How controllers, routes, extractors, validation, serialization, and versioning work in NestForge.

NestForge HTTP endpoints are defined with macros over plain Rust types and methods.

The common pattern is:

use nestforge::{controller, routes, Inject};
#[controller("/users")]
pub struct UsersController;
#[routes]
impl UsersController {
#[nestforge::get("/")]
async fn list(service: Inject<UsersService>) -> nestforge::ApiResult<Vec<UserDto>> {
service.all().or_bad_request()
}
}

The current route method macros are:

  • #[nestforge::get(...)]
  • #[nestforge::post(...)]
  • #[nestforge::put(...)]
  • #[nestforge::delete(...)]

These attach route definitions to methods inside a #[routes] impl block.

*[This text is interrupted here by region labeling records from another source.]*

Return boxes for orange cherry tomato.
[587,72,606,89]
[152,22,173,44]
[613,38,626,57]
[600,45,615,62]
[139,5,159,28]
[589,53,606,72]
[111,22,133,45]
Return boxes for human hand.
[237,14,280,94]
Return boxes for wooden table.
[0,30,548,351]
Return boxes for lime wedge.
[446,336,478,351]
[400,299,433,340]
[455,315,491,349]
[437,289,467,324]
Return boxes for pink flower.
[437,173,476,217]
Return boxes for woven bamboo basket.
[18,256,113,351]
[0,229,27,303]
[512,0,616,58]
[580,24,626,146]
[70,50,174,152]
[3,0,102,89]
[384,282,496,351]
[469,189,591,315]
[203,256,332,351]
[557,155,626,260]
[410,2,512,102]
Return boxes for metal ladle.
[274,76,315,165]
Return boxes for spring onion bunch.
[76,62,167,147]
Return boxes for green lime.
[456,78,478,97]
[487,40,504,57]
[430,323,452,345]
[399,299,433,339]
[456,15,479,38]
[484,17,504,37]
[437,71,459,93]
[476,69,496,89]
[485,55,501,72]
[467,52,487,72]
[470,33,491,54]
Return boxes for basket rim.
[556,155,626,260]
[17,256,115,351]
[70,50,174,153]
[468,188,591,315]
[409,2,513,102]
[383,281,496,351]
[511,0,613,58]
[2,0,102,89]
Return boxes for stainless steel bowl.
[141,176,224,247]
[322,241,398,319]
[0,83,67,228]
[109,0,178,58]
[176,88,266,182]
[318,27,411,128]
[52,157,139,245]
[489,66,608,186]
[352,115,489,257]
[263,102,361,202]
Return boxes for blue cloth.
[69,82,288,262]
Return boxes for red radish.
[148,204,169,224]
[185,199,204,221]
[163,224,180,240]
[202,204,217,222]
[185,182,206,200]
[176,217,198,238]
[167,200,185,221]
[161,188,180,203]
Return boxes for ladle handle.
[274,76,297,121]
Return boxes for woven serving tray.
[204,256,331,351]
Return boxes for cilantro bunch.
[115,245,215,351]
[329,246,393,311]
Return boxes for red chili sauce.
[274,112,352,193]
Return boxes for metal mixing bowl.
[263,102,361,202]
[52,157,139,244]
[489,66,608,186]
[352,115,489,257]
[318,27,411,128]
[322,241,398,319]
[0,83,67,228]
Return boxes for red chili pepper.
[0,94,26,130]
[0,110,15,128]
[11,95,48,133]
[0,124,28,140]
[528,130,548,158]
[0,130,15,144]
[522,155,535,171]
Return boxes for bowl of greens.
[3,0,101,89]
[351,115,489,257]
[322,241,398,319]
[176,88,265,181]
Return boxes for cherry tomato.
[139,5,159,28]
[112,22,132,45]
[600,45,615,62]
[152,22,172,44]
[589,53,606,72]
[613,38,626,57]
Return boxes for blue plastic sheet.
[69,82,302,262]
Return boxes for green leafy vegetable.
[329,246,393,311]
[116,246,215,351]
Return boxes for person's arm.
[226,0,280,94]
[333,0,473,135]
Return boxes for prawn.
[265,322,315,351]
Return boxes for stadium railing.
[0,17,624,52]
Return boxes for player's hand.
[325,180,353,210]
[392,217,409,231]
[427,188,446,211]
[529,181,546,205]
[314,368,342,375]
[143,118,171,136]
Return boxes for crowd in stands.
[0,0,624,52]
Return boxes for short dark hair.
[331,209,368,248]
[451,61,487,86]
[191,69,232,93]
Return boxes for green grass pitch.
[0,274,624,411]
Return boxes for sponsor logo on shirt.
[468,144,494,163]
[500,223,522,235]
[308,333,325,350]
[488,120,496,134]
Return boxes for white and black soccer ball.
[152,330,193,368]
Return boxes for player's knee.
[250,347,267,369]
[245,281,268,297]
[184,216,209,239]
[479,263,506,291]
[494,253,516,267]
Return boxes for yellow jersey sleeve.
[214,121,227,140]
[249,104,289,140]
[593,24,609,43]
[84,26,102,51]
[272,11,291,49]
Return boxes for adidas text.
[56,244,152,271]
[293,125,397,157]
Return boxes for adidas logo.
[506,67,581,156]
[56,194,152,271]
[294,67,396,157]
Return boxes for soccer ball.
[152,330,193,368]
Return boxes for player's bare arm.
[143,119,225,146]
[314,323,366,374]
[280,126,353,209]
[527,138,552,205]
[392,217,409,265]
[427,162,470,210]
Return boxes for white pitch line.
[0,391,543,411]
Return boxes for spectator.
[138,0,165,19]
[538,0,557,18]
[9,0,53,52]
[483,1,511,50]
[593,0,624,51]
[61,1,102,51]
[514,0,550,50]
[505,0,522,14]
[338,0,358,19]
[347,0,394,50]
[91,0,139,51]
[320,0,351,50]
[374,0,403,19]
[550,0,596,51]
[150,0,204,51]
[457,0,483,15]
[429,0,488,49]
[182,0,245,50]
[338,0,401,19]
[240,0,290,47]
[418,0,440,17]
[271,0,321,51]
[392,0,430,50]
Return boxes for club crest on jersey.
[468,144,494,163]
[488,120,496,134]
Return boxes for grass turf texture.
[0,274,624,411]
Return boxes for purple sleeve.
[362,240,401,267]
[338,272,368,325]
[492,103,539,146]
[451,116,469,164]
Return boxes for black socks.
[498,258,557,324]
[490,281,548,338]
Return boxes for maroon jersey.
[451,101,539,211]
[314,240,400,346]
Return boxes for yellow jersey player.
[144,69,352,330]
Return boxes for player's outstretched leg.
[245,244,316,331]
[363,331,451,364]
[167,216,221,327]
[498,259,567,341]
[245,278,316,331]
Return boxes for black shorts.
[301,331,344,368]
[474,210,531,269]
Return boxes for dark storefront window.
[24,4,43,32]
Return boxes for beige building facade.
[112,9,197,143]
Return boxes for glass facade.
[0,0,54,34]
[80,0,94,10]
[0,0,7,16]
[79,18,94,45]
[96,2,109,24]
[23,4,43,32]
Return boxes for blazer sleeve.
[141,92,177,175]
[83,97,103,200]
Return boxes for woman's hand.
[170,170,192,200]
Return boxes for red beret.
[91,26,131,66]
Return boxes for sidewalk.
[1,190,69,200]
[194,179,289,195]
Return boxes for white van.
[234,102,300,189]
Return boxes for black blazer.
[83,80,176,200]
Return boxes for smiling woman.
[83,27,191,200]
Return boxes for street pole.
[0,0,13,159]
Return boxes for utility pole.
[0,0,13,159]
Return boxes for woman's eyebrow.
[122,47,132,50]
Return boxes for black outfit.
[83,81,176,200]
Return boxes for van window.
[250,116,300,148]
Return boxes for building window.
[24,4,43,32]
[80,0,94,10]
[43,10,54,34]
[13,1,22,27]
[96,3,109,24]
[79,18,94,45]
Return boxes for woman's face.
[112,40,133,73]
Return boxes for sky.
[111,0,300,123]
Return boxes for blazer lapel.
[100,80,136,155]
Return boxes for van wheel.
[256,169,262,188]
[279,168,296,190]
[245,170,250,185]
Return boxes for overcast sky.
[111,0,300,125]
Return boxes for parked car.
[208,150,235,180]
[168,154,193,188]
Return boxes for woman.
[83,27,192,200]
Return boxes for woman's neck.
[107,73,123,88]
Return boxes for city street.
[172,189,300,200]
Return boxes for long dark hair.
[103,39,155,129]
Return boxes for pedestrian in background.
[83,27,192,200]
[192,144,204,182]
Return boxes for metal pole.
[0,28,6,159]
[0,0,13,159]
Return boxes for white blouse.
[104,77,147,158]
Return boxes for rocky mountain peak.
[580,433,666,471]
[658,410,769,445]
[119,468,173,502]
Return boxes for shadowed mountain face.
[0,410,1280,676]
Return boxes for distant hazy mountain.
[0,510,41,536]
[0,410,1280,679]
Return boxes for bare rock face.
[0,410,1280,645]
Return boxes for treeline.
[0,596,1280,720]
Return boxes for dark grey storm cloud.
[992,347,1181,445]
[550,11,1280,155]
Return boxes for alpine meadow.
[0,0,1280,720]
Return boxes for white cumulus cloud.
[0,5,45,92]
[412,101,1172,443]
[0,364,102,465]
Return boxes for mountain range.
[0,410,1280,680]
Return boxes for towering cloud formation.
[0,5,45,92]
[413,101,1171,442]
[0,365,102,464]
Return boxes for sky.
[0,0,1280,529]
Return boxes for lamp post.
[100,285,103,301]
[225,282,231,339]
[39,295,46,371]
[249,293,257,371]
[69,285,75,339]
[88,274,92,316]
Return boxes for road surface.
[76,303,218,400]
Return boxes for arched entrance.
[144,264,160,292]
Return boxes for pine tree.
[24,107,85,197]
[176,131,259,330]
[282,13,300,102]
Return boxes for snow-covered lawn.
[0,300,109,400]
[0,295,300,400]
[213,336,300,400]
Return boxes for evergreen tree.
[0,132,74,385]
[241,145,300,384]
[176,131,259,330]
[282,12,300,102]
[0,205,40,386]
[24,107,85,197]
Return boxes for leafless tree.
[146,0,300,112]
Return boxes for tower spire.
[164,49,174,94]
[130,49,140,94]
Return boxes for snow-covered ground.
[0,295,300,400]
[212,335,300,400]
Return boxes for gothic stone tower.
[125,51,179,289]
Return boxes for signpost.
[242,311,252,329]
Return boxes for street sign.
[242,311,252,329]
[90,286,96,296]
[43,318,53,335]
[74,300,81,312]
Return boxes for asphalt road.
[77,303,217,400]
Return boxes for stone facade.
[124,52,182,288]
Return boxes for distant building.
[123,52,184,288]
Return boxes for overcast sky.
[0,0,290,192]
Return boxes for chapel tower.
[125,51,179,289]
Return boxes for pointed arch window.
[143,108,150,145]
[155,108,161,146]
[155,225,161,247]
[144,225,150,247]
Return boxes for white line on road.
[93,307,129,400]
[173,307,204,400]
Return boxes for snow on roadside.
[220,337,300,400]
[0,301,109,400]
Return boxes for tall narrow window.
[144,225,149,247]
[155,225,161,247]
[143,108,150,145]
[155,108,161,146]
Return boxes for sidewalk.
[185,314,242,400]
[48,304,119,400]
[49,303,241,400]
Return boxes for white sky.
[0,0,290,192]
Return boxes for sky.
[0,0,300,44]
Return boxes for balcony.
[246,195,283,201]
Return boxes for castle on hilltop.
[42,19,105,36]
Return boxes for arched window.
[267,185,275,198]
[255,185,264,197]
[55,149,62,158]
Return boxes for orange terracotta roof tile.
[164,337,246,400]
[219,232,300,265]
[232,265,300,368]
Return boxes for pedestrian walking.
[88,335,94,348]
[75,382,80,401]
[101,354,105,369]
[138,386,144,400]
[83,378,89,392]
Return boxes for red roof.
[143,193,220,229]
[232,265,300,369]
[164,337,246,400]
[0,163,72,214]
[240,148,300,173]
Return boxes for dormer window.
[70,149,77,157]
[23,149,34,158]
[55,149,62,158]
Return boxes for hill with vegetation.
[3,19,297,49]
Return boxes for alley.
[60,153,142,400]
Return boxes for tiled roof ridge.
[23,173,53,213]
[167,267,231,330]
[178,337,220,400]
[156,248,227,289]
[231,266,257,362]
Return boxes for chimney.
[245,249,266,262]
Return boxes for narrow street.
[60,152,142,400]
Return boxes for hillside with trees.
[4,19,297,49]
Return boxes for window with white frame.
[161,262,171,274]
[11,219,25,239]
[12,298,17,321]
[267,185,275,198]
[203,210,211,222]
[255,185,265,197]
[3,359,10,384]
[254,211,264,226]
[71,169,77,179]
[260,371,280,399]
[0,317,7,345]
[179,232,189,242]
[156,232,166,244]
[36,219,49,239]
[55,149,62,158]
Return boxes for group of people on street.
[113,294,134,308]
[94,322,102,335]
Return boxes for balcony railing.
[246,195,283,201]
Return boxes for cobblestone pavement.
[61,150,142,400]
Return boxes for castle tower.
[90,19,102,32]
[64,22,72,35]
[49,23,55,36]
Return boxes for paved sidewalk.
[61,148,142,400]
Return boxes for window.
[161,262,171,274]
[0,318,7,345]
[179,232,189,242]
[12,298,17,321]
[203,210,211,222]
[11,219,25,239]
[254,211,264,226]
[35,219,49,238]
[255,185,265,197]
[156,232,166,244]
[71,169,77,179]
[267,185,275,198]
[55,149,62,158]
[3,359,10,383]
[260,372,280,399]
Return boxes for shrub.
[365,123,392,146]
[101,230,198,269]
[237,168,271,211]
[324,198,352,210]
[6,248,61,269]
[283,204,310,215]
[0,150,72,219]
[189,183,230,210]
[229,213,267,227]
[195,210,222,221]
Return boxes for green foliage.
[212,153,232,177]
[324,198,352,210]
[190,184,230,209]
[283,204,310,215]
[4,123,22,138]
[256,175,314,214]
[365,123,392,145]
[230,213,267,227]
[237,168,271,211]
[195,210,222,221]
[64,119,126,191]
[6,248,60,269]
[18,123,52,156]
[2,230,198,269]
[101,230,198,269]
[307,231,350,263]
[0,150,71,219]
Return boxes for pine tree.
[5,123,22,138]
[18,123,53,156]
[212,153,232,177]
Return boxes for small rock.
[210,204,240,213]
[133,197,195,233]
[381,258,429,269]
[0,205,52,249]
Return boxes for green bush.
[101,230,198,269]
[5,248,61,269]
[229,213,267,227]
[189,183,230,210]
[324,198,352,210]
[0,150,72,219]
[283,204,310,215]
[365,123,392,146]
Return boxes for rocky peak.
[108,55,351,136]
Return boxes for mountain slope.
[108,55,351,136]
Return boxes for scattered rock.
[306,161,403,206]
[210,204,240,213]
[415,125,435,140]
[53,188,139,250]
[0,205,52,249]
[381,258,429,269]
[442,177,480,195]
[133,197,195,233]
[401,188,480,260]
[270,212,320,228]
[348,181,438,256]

NestForge ships several request extractors:

  • Inject<T> for provider resolution
  • Param<T> and PipedParam<T, P> for route parameters
  • Query<T> and PipedQuery<T, P> for query strings
  • Body<T> and PipedBody<T, P> for JSON request bodies
  • ValidatedBody<T> for JSON bodies that implement Validate
  • Decorated<T> for custom request decorators
  • Headers, Cookies, and RequestId for common request metadata

ValidatedBody<T> is the default pattern when you want DTO validation at the edge of the handler. A common controller signature looks like:

async fn create(body: nestforge::ValidatedBody<CreateUserDto>) -> nestforge::ApiResult<UserDto>

This keeps validation close to route handling instead of scattering it through service code.

NestForge supports two levels of URL shaping:

  • app-level prefixes such as .with_global_prefix("api")
  • route-level version metadata such as #[nestforge::version("1")]

Together, these produce routes like /api/v1/users.

If you want a stable response contract, use ResponseEnvelope<T>. That is useful when you want all success responses to carry common metadata or pagination information.

If the domain type you return should not be exposed directly, use Serialized<T, S> and implement ResponseSerializer<T>. This is useful for:

  • hiding internal fields
  • translating domain models to public DTOs
  • keeping controller return types explicit

HTTP errors are represented by HttpException. Controller helpers such as .or_bad_request()? and .or_not_found_id("User", id)? keep route code concise without losing readable error semantics.

The same controller methods can carry documentation metadata used for OpenAPI generation:

  • #[nestforge::summary(...)]
  • #[nestforge::description(...)]
  • #[nestforge::tag(...)]
  • #[nestforge::response(...)]
  • #[nestforge::authenticated]
  • #[nestforge::roles(...)]

That makes controllers both the routing definition and the source of endpoint metadata.